Arthur retira un gant en cuir et le tendit à un domestique qui attendait, sans même regarder.
«C’est la nouvelle femme de chambre ?» demanda-t-il, la voix rauque comme du gravier.
Maya fit un pas en avant, gardant la colonne vertébrale bien droite.
«Oui, monsieur Penhaligon. Je m’appelle Maya Snyder», dit-elle.
Ses yeux la parcoururent une fois, sans curiosité, sans chaleur, mais avec un jugement clinique, comme s’il vérifiait si une pièce de rechange allait casser sous la pression.
«Avez-vous lu les règles que j’ai données ?» demanda-t-il.
«Oui, monsieur», répondit Maya.
«Les comprenez-vous parfaitement ?» insista-t-il.
«Oui, je les comprends», dit-elle.
«Alors ne me décevez pas», dit-il, s’éloignant avant qu’elle ne puisse répondre.
Mme Gordon expira presque silencieusement alors qu’il disparaissait en direction du bureau.

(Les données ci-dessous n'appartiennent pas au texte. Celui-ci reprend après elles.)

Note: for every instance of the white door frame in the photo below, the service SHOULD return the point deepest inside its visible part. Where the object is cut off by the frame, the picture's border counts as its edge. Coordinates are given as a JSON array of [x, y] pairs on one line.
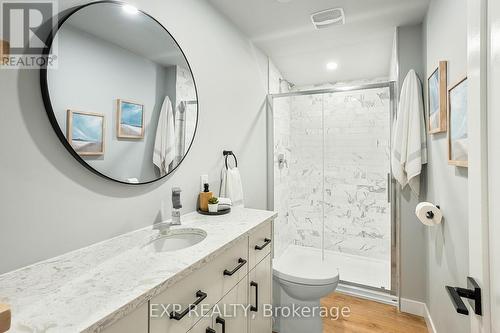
[[477, 45]]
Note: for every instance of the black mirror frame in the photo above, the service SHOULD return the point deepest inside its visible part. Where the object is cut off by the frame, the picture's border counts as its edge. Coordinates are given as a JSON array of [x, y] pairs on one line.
[[50, 111]]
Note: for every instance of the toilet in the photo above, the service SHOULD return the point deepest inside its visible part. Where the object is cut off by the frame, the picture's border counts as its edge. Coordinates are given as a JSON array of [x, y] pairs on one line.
[[300, 279]]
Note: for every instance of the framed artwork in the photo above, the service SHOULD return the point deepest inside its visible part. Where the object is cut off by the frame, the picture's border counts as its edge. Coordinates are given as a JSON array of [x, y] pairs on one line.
[[458, 149], [85, 132], [130, 120], [437, 95]]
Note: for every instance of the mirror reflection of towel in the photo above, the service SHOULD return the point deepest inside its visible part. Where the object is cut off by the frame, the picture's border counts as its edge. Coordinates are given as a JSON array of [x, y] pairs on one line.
[[164, 149], [231, 186]]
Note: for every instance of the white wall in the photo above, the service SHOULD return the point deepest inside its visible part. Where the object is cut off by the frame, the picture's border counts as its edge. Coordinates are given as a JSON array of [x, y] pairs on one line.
[[445, 36], [50, 204]]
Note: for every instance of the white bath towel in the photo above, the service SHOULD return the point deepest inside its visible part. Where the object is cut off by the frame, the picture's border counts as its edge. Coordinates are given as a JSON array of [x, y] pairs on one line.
[[409, 150], [231, 186], [164, 149]]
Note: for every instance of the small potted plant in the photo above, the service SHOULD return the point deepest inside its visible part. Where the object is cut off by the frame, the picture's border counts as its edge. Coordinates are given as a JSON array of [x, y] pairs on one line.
[[213, 204]]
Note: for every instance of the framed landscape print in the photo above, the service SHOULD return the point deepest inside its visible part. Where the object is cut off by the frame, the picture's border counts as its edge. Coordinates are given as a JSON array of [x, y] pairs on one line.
[[85, 132], [458, 149], [437, 96], [130, 120]]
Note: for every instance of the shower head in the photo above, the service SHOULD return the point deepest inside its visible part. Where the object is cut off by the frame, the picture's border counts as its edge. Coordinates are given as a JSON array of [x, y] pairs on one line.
[[289, 84]]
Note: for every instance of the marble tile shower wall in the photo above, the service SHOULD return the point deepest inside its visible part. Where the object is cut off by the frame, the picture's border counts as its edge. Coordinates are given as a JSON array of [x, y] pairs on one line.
[[354, 141]]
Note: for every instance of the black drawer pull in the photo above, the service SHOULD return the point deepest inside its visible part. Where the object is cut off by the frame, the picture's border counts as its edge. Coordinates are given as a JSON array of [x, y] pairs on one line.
[[267, 241], [255, 308], [178, 316], [241, 263], [221, 321]]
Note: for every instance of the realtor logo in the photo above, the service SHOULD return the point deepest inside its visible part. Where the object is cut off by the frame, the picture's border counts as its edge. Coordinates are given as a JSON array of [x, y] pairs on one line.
[[25, 28]]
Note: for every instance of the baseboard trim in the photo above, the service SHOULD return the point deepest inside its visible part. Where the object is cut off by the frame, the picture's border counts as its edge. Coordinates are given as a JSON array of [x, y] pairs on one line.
[[368, 294], [418, 309]]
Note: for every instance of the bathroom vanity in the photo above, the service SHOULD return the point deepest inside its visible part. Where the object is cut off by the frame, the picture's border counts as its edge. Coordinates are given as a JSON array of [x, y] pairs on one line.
[[129, 284]]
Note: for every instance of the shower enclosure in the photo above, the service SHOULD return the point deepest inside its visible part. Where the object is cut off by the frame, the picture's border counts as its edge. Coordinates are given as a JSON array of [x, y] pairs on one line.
[[332, 180]]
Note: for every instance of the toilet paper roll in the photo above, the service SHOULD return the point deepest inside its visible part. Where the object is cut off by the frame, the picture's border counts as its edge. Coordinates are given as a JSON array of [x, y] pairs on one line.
[[428, 213]]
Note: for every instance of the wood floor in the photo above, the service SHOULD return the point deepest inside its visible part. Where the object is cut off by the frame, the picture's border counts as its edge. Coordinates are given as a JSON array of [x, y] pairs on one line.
[[368, 317]]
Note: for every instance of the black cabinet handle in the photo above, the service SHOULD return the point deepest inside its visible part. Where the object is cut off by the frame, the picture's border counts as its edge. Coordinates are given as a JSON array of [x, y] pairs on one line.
[[221, 321], [178, 316], [241, 263], [267, 241], [255, 308]]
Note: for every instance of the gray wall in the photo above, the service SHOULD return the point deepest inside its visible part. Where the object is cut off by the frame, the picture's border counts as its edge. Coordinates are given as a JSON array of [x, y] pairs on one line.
[[50, 204], [413, 254], [94, 83], [445, 35]]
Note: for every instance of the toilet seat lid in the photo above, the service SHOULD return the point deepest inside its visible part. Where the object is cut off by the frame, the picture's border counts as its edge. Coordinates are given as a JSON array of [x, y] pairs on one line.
[[299, 266]]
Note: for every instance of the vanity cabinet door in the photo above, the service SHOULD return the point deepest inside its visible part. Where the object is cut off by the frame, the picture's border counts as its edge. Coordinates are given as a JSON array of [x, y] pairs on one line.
[[229, 314], [260, 243], [259, 284], [135, 322]]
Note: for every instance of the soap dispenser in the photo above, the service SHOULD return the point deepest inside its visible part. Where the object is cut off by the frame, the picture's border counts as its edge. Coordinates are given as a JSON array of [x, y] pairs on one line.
[[204, 196]]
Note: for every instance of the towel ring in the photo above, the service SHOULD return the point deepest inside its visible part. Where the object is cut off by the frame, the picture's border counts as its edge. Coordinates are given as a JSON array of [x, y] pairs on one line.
[[228, 153]]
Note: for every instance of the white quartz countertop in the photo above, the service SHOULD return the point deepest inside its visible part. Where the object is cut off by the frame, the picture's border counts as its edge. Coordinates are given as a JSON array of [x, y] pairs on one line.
[[88, 289]]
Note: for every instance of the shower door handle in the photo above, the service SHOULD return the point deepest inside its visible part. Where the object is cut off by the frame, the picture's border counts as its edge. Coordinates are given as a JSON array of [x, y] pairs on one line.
[[389, 187]]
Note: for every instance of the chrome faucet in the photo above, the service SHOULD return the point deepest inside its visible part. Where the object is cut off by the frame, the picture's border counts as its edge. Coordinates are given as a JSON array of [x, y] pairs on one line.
[[176, 206]]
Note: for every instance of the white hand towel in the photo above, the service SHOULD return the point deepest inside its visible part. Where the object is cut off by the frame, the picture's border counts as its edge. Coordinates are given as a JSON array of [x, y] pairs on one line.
[[410, 140], [231, 186], [164, 149]]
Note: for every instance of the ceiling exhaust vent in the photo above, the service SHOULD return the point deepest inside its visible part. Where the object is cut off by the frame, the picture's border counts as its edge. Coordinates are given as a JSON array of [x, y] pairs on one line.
[[327, 18]]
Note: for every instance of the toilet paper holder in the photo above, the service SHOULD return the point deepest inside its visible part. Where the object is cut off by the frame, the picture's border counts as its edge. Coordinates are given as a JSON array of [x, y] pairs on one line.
[[430, 215]]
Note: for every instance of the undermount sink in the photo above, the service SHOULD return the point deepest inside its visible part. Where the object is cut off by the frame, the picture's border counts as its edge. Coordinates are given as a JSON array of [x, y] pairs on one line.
[[177, 239]]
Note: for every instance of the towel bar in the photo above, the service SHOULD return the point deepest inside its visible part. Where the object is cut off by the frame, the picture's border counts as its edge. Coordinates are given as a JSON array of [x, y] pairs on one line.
[[473, 293]]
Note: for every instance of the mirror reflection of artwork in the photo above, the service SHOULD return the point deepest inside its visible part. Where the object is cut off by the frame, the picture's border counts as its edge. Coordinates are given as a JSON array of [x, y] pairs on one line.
[[458, 135], [86, 132], [437, 95], [130, 120]]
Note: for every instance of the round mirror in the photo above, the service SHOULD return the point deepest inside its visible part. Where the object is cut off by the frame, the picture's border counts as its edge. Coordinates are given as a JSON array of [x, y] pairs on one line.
[[121, 96]]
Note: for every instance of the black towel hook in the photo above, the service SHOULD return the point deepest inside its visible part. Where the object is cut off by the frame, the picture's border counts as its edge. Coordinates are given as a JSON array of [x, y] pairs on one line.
[[228, 153]]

«Il n’aime pas le nouveau personnel», marmonna Mme Gordon.
Maya regarda la porte fermée du bureau avec inquiétude.
«Je ne pense pas qu’il aime quoi que ce soit», dit Maya.
Pour la première fois de la matinée, la bouche de Mme Gordon faillit esquisser un sourire.
«Sois très prudente, ma fille, parce que tu remarques trop de choses», la prévint-elle.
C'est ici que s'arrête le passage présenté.